# OMG where to start talbot pilote



## g7hej (Sep 28, 2011)

hi everybody got a talbot pilot, dont ask no manuals no nothing so please guide me, hahaha tried all switches on pilot electric switchboard and water came from looks like a bleed screw on bottom gas heater hoho, it got a gas heater no gas to try that yet having fun sofar, moved all cushions out fresh air in fabreezed ect. so clean up starts tommorow. we are looking for our first trip this weekend dont no where yet, we live in blackpool so way hay.


 regards graham and michelle


----------



## MOS (Sep 28, 2011)

Hi Graham thats exactly what it is a bleed screw for draining down to prevent frost damage ,there should be a blanking screw around somewhere with a fiber washer on it  MOS


----------



## g7hej (Sep 29, 2011)

*Re newbie*

Good DAY

yes i presumed it a bleed screw or somat like that.

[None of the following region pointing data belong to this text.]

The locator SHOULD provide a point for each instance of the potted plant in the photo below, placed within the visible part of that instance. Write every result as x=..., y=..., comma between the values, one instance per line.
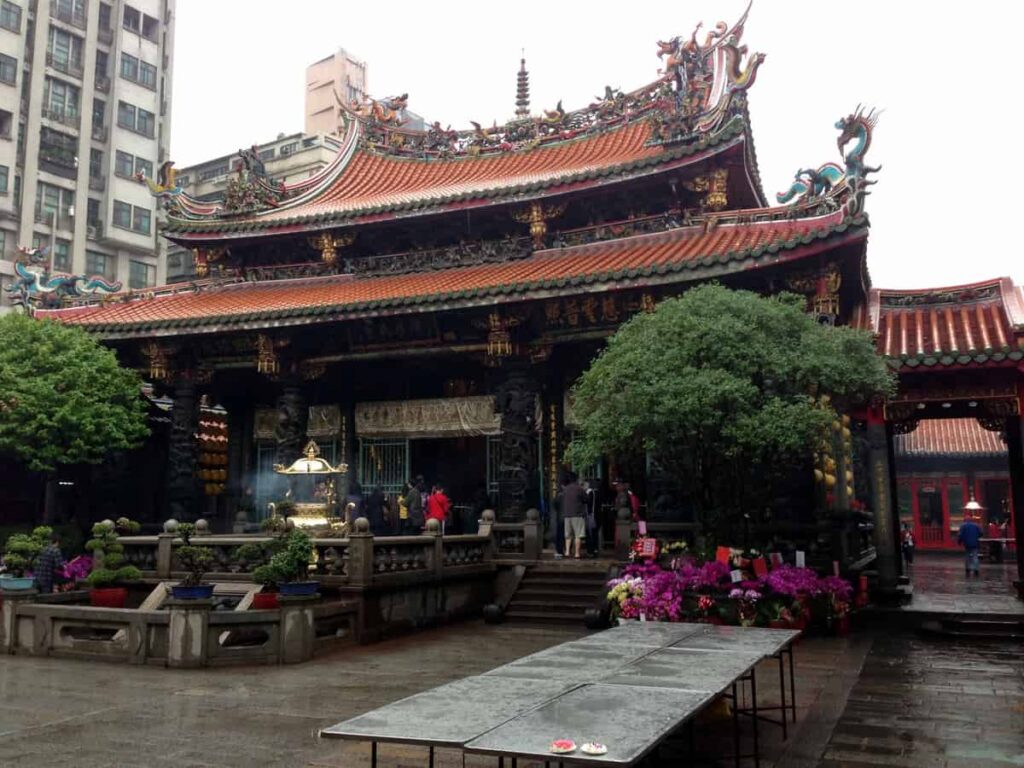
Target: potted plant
x=20, y=553
x=197, y=560
x=288, y=568
x=251, y=557
x=110, y=570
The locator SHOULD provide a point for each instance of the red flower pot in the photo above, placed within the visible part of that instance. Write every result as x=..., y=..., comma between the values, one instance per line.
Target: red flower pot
x=265, y=601
x=111, y=597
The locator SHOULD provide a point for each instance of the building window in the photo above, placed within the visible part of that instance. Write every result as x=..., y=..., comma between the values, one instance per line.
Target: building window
x=10, y=16
x=140, y=220
x=98, y=263
x=65, y=51
x=141, y=274
x=61, y=255
x=122, y=214
x=135, y=119
x=132, y=19
x=8, y=70
x=124, y=164
x=143, y=167
x=60, y=99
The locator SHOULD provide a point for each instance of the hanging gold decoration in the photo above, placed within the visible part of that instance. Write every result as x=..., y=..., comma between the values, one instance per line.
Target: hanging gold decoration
x=329, y=245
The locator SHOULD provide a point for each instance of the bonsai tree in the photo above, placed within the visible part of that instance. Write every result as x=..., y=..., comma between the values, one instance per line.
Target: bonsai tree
x=289, y=563
x=195, y=559
x=729, y=391
x=108, y=553
x=64, y=398
x=22, y=550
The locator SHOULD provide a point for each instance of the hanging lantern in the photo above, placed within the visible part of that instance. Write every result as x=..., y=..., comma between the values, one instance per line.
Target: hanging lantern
x=266, y=355
x=499, y=337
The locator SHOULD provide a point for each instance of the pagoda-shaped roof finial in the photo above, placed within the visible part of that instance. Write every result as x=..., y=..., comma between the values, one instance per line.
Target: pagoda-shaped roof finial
x=522, y=89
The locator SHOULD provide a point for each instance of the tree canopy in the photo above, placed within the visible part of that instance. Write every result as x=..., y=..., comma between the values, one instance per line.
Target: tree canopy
x=726, y=388
x=64, y=398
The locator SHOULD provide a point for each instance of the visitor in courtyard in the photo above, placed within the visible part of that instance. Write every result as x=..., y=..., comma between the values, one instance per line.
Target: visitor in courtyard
x=906, y=543
x=970, y=539
x=414, y=502
x=573, y=512
x=49, y=565
x=438, y=505
x=591, y=514
x=376, y=507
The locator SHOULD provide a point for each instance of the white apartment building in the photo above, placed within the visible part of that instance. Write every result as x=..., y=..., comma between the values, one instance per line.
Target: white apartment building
x=85, y=104
x=287, y=159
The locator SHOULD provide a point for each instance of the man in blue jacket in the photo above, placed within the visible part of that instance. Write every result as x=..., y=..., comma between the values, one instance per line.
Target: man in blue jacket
x=970, y=537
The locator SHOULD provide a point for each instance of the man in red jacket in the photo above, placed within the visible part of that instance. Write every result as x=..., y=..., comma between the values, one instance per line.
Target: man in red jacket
x=438, y=505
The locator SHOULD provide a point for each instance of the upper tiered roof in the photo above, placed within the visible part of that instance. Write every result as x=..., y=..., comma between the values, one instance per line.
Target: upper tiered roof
x=694, y=110
x=980, y=323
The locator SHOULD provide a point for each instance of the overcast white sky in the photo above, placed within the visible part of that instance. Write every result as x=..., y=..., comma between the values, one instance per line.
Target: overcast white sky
x=943, y=73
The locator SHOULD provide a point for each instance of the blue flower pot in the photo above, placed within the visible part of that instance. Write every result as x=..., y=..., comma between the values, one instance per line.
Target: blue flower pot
x=298, y=589
x=199, y=592
x=15, y=584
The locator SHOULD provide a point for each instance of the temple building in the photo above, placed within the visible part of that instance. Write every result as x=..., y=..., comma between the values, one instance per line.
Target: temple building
x=423, y=305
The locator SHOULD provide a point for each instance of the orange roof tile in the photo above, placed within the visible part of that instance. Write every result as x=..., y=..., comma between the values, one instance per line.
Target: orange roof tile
x=648, y=256
x=960, y=325
x=949, y=437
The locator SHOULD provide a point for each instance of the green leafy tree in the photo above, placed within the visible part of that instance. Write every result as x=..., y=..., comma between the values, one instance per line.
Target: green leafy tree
x=728, y=389
x=64, y=398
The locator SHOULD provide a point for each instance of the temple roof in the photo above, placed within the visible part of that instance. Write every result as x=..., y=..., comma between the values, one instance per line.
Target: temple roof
x=980, y=323
x=681, y=254
x=695, y=109
x=949, y=437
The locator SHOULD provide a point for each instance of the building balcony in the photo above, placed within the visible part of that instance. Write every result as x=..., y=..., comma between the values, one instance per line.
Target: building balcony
x=74, y=16
x=67, y=66
x=65, y=117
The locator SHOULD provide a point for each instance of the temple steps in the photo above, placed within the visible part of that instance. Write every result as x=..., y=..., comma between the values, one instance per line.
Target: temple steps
x=558, y=593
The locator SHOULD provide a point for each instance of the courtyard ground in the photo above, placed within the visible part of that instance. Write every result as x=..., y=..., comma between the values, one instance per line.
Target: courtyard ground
x=878, y=697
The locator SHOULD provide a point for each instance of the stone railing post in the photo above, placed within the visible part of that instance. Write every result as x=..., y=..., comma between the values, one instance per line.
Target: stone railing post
x=531, y=536
x=435, y=550
x=624, y=534
x=360, y=554
x=165, y=543
x=297, y=633
x=8, y=617
x=188, y=623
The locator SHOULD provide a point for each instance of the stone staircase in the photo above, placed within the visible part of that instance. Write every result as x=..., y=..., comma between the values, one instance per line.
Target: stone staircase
x=975, y=628
x=559, y=592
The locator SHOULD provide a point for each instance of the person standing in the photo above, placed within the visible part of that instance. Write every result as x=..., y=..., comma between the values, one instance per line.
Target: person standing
x=573, y=512
x=438, y=505
x=906, y=543
x=970, y=538
x=414, y=502
x=48, y=565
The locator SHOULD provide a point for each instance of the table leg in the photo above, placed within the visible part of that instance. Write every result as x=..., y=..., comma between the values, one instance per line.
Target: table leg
x=754, y=706
x=781, y=692
x=793, y=686
x=735, y=725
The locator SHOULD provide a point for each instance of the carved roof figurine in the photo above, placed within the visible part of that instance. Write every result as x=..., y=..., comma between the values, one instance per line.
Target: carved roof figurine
x=695, y=107
x=522, y=91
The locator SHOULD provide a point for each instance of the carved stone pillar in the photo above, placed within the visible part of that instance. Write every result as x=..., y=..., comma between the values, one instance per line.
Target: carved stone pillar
x=182, y=486
x=880, y=446
x=516, y=400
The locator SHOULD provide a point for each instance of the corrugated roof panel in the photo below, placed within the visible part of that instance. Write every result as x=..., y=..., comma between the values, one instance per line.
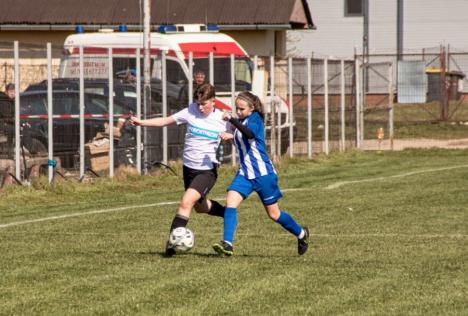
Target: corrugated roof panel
x=162, y=11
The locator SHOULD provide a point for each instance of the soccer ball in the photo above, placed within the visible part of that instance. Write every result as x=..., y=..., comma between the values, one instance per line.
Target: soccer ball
x=181, y=239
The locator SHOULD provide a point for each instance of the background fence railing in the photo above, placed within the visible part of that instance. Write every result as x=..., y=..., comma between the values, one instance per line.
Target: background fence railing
x=313, y=106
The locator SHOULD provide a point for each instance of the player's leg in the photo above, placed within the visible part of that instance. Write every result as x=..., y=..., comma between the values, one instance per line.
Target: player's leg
x=190, y=197
x=287, y=222
x=203, y=183
x=269, y=192
x=239, y=190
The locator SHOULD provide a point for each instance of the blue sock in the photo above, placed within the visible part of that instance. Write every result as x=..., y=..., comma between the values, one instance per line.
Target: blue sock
x=230, y=223
x=289, y=224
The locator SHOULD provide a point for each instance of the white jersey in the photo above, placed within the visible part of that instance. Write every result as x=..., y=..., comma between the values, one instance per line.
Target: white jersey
x=202, y=136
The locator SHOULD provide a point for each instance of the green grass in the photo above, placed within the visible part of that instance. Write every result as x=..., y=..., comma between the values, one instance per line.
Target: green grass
x=410, y=121
x=394, y=246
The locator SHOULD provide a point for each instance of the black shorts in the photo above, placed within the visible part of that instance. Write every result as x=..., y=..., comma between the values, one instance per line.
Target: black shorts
x=200, y=180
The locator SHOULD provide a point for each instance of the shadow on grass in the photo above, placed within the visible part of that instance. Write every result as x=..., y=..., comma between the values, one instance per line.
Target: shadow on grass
x=162, y=254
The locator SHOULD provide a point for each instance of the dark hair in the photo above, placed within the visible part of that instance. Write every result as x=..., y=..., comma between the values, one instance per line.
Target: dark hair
x=252, y=100
x=205, y=92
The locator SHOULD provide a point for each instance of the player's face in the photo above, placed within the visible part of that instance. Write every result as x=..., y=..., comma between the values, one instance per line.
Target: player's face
x=206, y=107
x=243, y=109
x=199, y=78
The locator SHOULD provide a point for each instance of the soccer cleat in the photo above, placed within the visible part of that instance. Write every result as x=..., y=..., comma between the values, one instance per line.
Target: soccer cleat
x=303, y=243
x=169, y=250
x=223, y=248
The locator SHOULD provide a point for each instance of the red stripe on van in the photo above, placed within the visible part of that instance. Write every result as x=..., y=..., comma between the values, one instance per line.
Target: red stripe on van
x=116, y=51
x=218, y=48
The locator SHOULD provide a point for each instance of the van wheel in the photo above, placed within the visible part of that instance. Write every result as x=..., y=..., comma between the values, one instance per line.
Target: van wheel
x=35, y=146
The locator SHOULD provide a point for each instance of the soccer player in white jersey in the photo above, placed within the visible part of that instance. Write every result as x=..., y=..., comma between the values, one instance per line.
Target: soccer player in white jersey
x=256, y=173
x=205, y=126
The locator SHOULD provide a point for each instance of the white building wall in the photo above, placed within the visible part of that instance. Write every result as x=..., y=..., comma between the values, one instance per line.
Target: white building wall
x=335, y=35
x=427, y=24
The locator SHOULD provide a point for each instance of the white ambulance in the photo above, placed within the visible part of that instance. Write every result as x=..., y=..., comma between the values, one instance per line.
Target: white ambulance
x=177, y=41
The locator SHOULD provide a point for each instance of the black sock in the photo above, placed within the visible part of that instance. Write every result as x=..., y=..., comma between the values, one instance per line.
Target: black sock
x=216, y=209
x=179, y=221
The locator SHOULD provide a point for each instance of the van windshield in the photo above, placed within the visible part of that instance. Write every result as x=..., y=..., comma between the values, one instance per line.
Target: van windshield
x=222, y=73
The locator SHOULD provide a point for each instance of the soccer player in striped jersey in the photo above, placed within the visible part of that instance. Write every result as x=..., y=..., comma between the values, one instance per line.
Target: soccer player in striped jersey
x=256, y=173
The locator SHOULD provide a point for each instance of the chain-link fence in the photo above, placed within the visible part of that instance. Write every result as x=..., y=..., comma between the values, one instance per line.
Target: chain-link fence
x=311, y=105
x=422, y=96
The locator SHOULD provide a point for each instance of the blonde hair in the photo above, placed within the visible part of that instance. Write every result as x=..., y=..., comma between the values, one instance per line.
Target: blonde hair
x=252, y=100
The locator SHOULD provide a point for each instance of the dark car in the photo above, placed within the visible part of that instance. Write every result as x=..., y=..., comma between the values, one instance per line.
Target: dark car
x=125, y=92
x=33, y=115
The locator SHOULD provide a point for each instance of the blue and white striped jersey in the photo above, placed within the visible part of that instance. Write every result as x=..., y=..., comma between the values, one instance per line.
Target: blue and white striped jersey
x=254, y=160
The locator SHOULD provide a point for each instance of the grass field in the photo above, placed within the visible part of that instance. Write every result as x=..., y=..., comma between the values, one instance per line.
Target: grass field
x=389, y=237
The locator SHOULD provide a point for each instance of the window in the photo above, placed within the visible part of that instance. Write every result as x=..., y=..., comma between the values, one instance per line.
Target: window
x=353, y=7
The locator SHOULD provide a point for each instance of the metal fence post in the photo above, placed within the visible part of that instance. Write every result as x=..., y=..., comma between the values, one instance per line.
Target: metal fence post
x=138, y=110
x=164, y=100
x=272, y=108
x=17, y=112
x=50, y=113
x=358, y=102
x=190, y=81
x=211, y=61
x=309, y=107
x=82, y=131
x=390, y=104
x=290, y=109
x=111, y=114
x=325, y=95
x=342, y=109
x=233, y=105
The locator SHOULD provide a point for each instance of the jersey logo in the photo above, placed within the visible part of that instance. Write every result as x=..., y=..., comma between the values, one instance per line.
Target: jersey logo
x=204, y=133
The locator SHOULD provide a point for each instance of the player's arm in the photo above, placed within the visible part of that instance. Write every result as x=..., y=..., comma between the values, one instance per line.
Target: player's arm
x=157, y=121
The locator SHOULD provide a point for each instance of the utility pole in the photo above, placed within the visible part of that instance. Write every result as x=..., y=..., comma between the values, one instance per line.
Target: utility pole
x=400, y=15
x=365, y=43
x=146, y=75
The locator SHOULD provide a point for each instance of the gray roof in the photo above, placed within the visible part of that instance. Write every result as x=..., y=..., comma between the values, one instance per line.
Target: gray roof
x=113, y=12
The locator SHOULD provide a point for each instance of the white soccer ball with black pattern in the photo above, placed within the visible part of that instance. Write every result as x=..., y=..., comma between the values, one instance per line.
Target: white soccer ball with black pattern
x=181, y=239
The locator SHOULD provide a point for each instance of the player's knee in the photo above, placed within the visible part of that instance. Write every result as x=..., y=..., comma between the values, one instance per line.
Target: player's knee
x=273, y=214
x=200, y=208
x=185, y=205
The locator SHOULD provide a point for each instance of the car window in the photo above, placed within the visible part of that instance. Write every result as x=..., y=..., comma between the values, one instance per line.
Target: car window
x=33, y=105
x=66, y=104
x=95, y=90
x=97, y=105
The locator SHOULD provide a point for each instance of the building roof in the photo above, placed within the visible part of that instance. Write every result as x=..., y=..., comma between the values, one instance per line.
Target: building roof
x=233, y=14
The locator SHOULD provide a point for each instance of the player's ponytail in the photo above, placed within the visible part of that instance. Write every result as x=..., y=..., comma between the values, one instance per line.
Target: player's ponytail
x=253, y=101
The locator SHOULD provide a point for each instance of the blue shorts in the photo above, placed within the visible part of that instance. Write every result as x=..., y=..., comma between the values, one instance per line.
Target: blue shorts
x=266, y=187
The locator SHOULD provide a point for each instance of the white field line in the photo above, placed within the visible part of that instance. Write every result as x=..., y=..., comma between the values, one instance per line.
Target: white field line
x=123, y=208
x=109, y=210
x=412, y=173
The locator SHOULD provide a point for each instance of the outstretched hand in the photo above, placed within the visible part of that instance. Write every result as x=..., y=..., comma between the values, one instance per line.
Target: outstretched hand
x=135, y=121
x=226, y=116
x=226, y=136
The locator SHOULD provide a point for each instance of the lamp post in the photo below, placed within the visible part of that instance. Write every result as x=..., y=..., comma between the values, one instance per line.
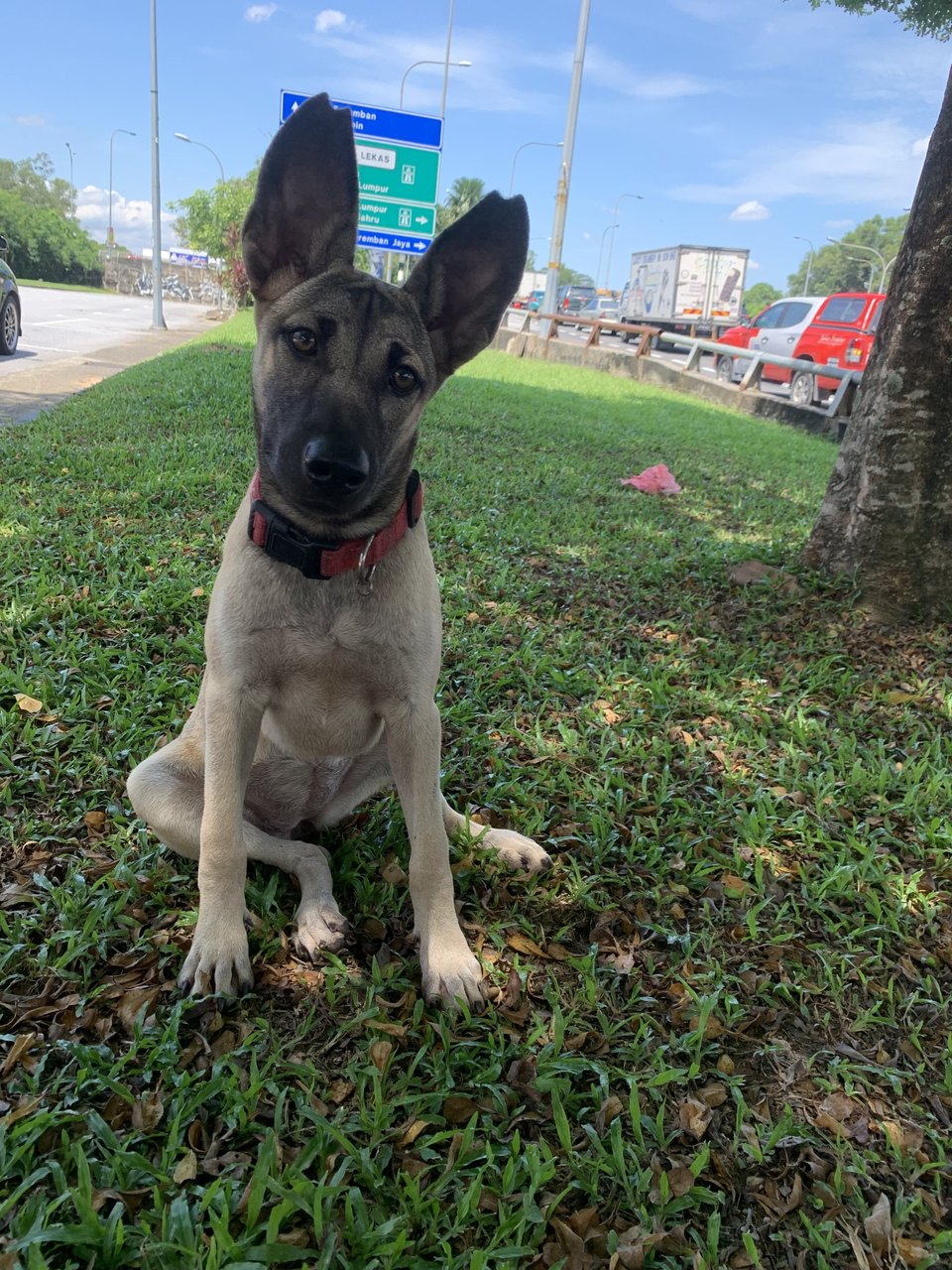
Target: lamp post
x=72, y=183
x=871, y=264
x=512, y=178
x=428, y=62
x=809, y=261
x=611, y=244
x=193, y=143
x=109, y=232
x=555, y=252
x=158, y=318
x=860, y=246
x=602, y=249
x=182, y=136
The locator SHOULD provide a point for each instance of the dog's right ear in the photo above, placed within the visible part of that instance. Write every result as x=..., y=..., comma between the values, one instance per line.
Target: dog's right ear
x=303, y=216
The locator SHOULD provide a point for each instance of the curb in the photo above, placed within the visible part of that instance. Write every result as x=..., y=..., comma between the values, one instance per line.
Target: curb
x=30, y=393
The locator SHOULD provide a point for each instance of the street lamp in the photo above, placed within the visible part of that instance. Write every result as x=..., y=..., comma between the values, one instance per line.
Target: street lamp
x=602, y=249
x=611, y=244
x=193, y=143
x=512, y=178
x=809, y=261
x=860, y=246
x=871, y=264
x=426, y=62
x=72, y=183
x=109, y=232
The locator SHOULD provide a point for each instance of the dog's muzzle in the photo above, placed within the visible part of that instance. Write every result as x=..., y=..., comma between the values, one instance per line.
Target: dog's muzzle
x=335, y=470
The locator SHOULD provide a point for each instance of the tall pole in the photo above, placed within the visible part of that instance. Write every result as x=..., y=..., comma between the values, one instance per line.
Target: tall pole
x=72, y=183
x=555, y=253
x=445, y=67
x=158, y=320
x=601, y=250
x=800, y=238
x=611, y=241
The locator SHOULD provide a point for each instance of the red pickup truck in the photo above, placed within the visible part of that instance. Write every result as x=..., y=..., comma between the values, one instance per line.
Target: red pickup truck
x=841, y=334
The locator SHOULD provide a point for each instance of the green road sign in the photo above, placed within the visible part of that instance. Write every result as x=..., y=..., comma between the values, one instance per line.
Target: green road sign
x=389, y=171
x=382, y=213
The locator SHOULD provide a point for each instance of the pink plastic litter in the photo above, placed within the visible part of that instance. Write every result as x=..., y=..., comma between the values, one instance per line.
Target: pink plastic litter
x=654, y=480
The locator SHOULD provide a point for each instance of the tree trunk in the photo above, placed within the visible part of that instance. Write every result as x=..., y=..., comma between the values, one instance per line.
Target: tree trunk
x=888, y=511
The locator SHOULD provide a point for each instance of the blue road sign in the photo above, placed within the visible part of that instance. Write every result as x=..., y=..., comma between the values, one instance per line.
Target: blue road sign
x=371, y=121
x=385, y=241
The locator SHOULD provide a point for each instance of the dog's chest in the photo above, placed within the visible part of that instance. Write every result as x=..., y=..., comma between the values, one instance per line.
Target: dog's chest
x=330, y=693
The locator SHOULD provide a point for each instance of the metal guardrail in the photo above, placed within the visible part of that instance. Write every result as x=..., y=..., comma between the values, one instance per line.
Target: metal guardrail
x=597, y=324
x=842, y=400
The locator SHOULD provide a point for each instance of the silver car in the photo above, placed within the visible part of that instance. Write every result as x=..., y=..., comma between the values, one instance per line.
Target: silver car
x=601, y=307
x=774, y=330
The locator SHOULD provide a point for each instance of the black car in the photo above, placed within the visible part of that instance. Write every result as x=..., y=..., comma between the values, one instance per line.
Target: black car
x=571, y=298
x=10, y=329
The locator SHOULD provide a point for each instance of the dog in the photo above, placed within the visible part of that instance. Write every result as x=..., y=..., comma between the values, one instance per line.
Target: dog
x=322, y=633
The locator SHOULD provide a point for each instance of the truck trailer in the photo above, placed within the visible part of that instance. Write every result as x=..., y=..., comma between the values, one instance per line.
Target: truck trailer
x=689, y=290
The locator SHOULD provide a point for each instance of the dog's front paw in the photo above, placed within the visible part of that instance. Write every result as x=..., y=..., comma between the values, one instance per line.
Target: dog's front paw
x=320, y=928
x=451, y=974
x=516, y=851
x=217, y=962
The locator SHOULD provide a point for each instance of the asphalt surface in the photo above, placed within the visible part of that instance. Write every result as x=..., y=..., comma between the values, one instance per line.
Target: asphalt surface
x=72, y=339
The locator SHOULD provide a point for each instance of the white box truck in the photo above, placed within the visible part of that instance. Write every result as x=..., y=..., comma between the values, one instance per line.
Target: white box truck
x=685, y=289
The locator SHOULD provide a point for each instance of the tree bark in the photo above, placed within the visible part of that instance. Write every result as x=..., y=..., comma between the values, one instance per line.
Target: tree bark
x=888, y=511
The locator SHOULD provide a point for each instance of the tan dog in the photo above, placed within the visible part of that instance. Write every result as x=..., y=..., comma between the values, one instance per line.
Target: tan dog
x=322, y=634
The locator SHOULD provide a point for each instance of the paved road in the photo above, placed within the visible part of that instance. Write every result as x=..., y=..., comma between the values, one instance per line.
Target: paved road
x=72, y=339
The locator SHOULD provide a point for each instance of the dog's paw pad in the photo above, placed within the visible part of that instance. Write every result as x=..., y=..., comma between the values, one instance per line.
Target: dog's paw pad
x=321, y=928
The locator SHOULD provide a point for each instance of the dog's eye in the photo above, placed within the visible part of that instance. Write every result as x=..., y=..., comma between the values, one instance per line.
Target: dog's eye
x=302, y=339
x=403, y=379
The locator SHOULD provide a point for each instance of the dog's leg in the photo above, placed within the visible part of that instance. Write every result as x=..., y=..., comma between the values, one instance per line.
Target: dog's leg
x=218, y=959
x=513, y=848
x=167, y=794
x=449, y=969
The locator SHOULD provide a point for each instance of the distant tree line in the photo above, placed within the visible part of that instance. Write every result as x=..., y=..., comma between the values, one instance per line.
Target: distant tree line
x=842, y=266
x=37, y=220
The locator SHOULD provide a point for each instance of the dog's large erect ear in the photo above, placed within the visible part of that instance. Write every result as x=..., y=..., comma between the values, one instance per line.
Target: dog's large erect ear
x=468, y=276
x=303, y=216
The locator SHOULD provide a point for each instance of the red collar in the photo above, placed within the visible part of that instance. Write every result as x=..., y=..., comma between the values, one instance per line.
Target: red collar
x=325, y=559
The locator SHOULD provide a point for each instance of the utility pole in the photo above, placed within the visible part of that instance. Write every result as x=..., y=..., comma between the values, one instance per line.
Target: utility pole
x=555, y=254
x=158, y=318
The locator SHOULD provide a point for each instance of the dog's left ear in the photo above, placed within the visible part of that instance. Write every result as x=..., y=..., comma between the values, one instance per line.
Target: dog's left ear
x=303, y=216
x=468, y=276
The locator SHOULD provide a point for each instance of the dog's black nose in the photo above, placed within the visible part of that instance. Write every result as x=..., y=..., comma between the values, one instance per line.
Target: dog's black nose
x=335, y=467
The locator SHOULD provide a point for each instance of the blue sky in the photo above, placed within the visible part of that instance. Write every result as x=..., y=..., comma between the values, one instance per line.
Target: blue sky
x=739, y=122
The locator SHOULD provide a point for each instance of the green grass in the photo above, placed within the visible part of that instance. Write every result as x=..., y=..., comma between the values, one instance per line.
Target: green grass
x=722, y=1021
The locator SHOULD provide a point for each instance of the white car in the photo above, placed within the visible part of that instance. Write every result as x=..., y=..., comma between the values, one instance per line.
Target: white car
x=602, y=307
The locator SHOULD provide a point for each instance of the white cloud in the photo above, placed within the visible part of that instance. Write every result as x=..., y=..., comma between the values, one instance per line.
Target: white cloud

MOS it does have a very small o ring, so anyway daylight so going have better look today, going start by getting model numbers and get on here to find manuals.   onwards upwards.

graham


----------



## driftwood (Sep 29, 2011)

g7hej said:


> hi everybody got a talbot pilot, dont ask no manuals no nothing. we are looking for our first trip this weekend dont no where yet, we live in blackpool so way hay.
> 
> 
> regards graham and michelle


 
I have an independently converted 1990 2,5 litre diesel Talbot Express. Currently 3,500 miles into a trip to Southern Russia and back, from UK. Averaging about 35 m.p.g. and diesel costs only about 50 pence a litre here 
Maybe I can help with some things? E. g. don't waste money on sat-nav, just get a compass 

Rostov-on-Don:


----------



## scampa (Oct 2, 2011)

Hi and welcome to the site.

Hope you have some great times!


----------



## driftwood (Oct 3, 2011)

scampa said:


> Hi and welcome to the site.
> 
> Hope you have some great times!



Thanks.
I signed up a few months back, but have not visited this site much due to being busy and not really liking web-based fora, preferring Usenet - easier to navigate and does not require you to be on-line. Both quite relevant to the lifestyle really


----------



## Hobbsy (Oct 3, 2011)

I also have a talbot merlin and willing to give advice if required, out some photos up and that might help us to identify what switch does what!


----------



## Guernsey Donkey (Oct 4, 2011)

Hi and :welcome: to the site.


----------